We're now ready to visualise our data. Today I want to introduce you to another popular data visualisation tool that you can use alongside plotly and Matplotlib: Seaborn. Seaborn is built on top of Matplotlib and it makes creating certain visualisations very convenient.
Import Seaborn
The first step is adding Seaborn to our notebook. By convention we'll use the name sns
.
Seaborn Scatter Plots
To create a .scatterplot(), all we need to do is supply our DataFrame and the column names that we'd like to see on our axes.
sns.scatterplot(data=data_clean, x='USD_Production_Budget', y='USD_Worldwide_Gross')
That should look familiar. Because Seaborn is built on top of Matplotlib, we can dive into the Matplotlib layer anytime to configure our chart. For example, we can increase the size of our figure:
And to style our chart we can simply configure the Axes
object that is returned from sns.scatterplot()
.
Here's how:
plt.figure(figsize=(8,4), dpi=200) ax = sns.scatterplot(data=data_clean, x='USD_Production_Budget', y='USD_Worldwide_Gross') ax.set(ylim=(0, 3000000000), xlim=(0, 450000000), ylabel='Revenue in $ billions', xlabel='Budget in $100 millions') plt.show()
Here we're diving into the Matplotb layer to set the limits on the axes and change the labels.
From Scatter Plot to Bubble Chart
But the reason we're using Seaborn is because of the hue
and size
parameters that make it very easy to create a bubble chart. These parameters allow us to colour the data and change their size according to one of the columns in our DataFrame.
plt.figure(figsize=(8,4), dpi=200) ax = sns.scatterplot(data=data_clean, x='USD_Production_Budget', y='USD_Worldwide_Gross', hue='USD_Worldwide_Gross', # colour size='USD_Worldwide_Gross',) # dot size ax.set(ylim=(0, 3000000000), xlim=(0, 450000000), ylabel='Revenue in $ billions', xlabel='Budget in $100 millions',) plt.show()
Now our higher grossing movies are bigger and darker on our chart.

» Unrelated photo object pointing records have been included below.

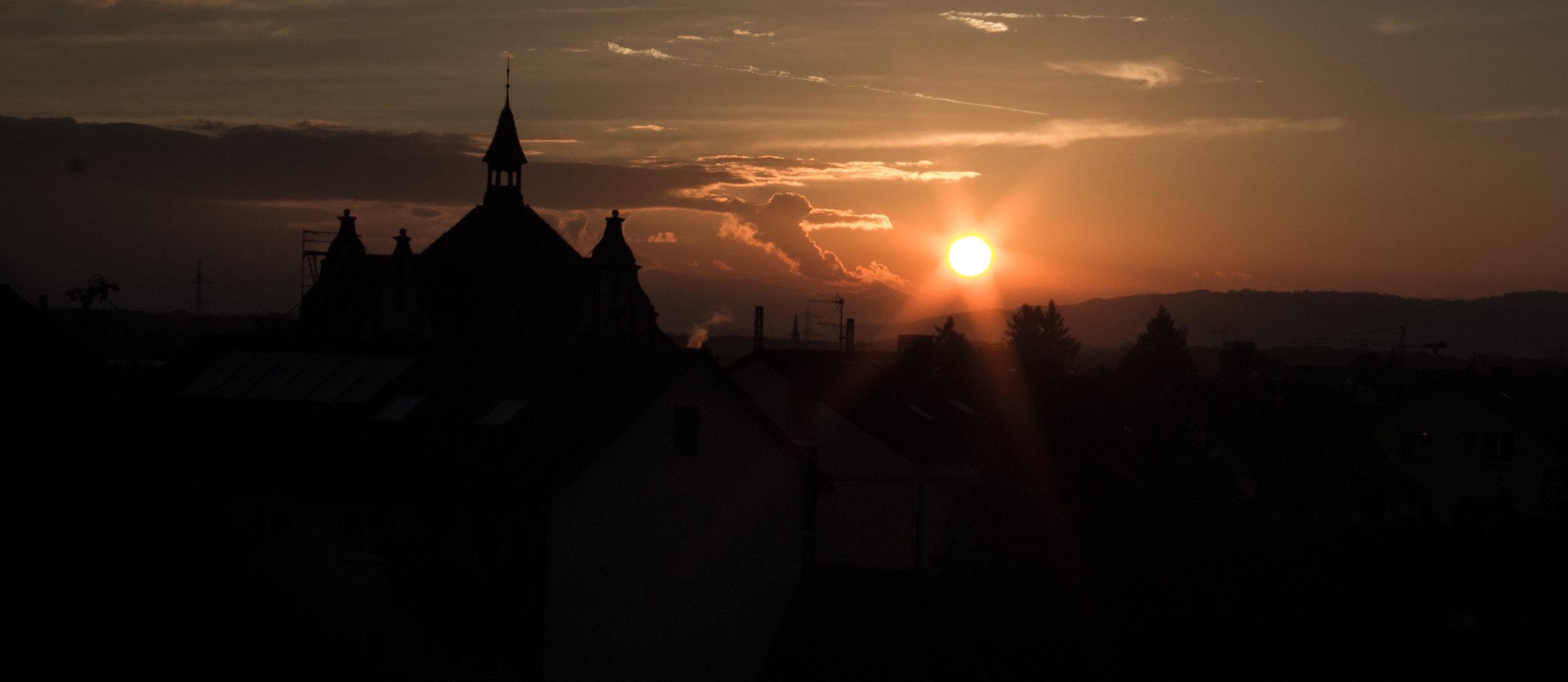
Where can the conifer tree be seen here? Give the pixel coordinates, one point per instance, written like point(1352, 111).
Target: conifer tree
point(1042, 341)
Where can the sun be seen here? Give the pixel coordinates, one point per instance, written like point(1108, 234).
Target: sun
point(970, 256)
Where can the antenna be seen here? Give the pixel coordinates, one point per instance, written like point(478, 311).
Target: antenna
point(311, 258)
point(201, 286)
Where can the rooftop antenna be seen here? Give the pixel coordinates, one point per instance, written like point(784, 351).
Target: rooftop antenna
point(201, 286)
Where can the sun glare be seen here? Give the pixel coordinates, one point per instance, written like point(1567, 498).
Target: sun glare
point(970, 256)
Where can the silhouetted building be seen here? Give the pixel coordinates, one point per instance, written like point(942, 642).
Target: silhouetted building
point(485, 460)
point(1478, 450)
point(501, 275)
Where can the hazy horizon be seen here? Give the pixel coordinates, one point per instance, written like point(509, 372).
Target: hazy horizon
point(1104, 150)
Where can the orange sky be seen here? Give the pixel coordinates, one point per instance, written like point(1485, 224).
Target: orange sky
point(1104, 148)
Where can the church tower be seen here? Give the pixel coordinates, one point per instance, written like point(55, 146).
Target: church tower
point(618, 308)
point(504, 157)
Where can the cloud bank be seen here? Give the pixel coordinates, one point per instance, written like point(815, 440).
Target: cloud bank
point(1151, 74)
point(1060, 134)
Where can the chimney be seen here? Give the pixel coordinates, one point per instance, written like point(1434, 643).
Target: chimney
point(756, 330)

That's super handy. But Seaborn offers a number of convenient styling options as well.
To set the styling on a single chart (as opposed to all the charts in the entire notebook) we can use Python's with
keyword. We've seen with
used already when it comes to opening files in previous lessons.
plt.figure(figsize=(8,4), dpi=200) # set styling on a single chart with sns.axes_style('darkgrid'): ax = sns.scatterplot(data=data_clean, x='USD_Production_Budget', y='USD_Worldwide_Gross', hue='USD_Worldwide_Gross', size='USD_Worldwide_Gross') ax.set(ylim=(0, 3000000000), xlim=(0, 450000000), ylabel='Revenue in $ billions', xlabel='Budget in $100 millions')
In addition to 'darkgrid'
, Seaborn has a number of built-in themes. so you can style your chart very quickly. Try out 'whitegrid'
, 'dark'
, or 'ticks'
for example.
Now that you've seen how to create a beautiful bubble chart in Seaborn, it's time to create your own. Can you write the code to replicate this chart? Notice how we are actually representing THREE dimensions in this chart: the budget, the release date, and the worldwide revenue. This is what makes bubble charts so awesomely informative.
.
.
..
...
..
.
.
Solution: Movie Budgets over Time
Alright, I hope that was fairly straightforward. All you needed to do is change a few arguments:
plt.figure(figsize=(8,4), dpi=200) with sns.axes_style("darkgrid"): ax = sns.scatterplot(data=data_clean, x='Release_Date', y='USD_Production_Budget', hue='USD_Worldwide_Gross', size='USD_Worldwide_Gross',) ax.set(ylim=(0, 450000000), xlim=(data_clean.Release_Date.min(), data_clean.Release_Date.max()), xlabel='Year', ylabel='Budget in $100 millions')
Analysis
What do we see here? What is this chart telling us? Well, first off, movie budgets have just exploded in the last 40 years or so. Up until the 1970s, the film industry appears to have been in an entirely different era. Budgets started growing fast from the 1980s onwards and continued to grow through the 2000s. Also, the industry has grown massively, producing many more films than before. The number of data points is so dense from 2000 onwards that they are overlapping.